Cédric Villani: As ciências matemáticas são talvez o esqueleto do nosso mundo, esta é uma concepção generalizada e eu subscrevo-a de bom grado. Mas o que é certo é que são uma caricatura da mesma - a sua sombra, o seu reflexo. Tomemos o conceito da linha infinita. É fundamental para a geometria. No entanto, na natureza, não existe uma linha recta perfeita, pura e infinita. É uma idealização. Temos apenas aproximações imperfeitas à nossa volta. A conceptualização dos átomos, o spin ferromagnético que é a base do trabalho de Hugo Duminil-Copin, todos estes objectos são caricaturas de realidades complexas e contraditórias, elusivas como tal. A matemática que manipulamos é um modelo de escala altamente simplificado, um pequeno jogo infantil ao lado da realidade. E o mais maravilhoso de tudo é que através deste jogo infantil conseguimos obter conclusões reais que são inacessíveis à intuição. Por exemplo, a natureza atómica do mundo não foi observada pela primeira vez, mas descoberta com base em cálculos físicos e matemáticos, a partir de observações muito indirectas, tais como o movimento de pequenos objectos na água.

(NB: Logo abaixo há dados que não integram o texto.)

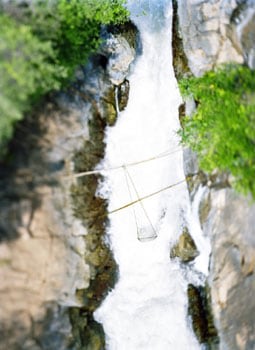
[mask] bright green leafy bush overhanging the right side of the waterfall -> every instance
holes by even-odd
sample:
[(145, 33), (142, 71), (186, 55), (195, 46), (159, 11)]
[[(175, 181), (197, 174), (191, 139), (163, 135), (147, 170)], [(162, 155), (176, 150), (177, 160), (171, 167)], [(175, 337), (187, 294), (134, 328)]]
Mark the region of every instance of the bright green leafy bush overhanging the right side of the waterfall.
[(229, 172), (235, 188), (255, 198), (255, 72), (229, 64), (183, 79), (180, 89), (197, 102), (184, 118), (182, 142), (197, 152), (201, 169)]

Os buracos negros eram no início apenas objectos matemáticos implicados pelas equações da teoria da relatividade geral, muito antes de serem observados. O mesmo se aplica ao bosão Higgs. No estudo matemático dos fenómenos físicos, descobrimos, portanto, muito mais do que está embutido neles. É um formalismo da imaginação que nos permite frequentemente adivinhar o que é temporariamente inacessível à intuição e à experiência.


Temporariamente ou, em alguns casos, para sempre inacessível ao nosso bom senso. O matemático começa com problemas de azulejaria de formas geométricas numa superfície e acaba por trabalhar no empilhamento de vinte e quatro esferas dimensionais...

Cédric Villani: Não creio que isto seja específico da nossa disciplina. Em biologia, podemos perguntar-nos se existem formas de vida que não se baseiam na matéria orgânica tal como a conhecemos. Em física, pode-se perguntar como seria um universo baseado noutros parâmetros ou um fluido que flui em oito dimensões. A matemática proporciona um formalismo que transforma ou amplia conceitos, objectos ou propriedades para imaginar outros mundos: alguns acabam por produzir realidade e outros ainda permanecem totalmente abstractos. As redes de esferas em dimensão vinte e quatro, por muito esquivas que sejam ao nosso bom senso, são cuidadosamente observadas por peritos informáticos pelas suas potenciais aplicações a códigos correctores de erros... Inversamente, há investigação sobre conjuntos de números com propriedades muito estranhas que hoje em dia não têm aplicação concreta.


A matemática lida com o mundo tanto quanto o transcende, como uma arte no final?

Cédric Villani: As três qualidades cardeais de um matemático são imaginação, tenacidade e rigor. Nesta ordem. A imaginação é a qualidade mais importante.Vejo uma analogia muito forte com a poesia, que recria um mundo, simultaneamente imaginário e mais verdadeiro do que a natureza, com base em impressões sensíveis, intuições e regras próprias, por vezes muito estritas como a versificação clássica. Como disse Léopold Sédar Senghor, a matemática é a poesia da ciência!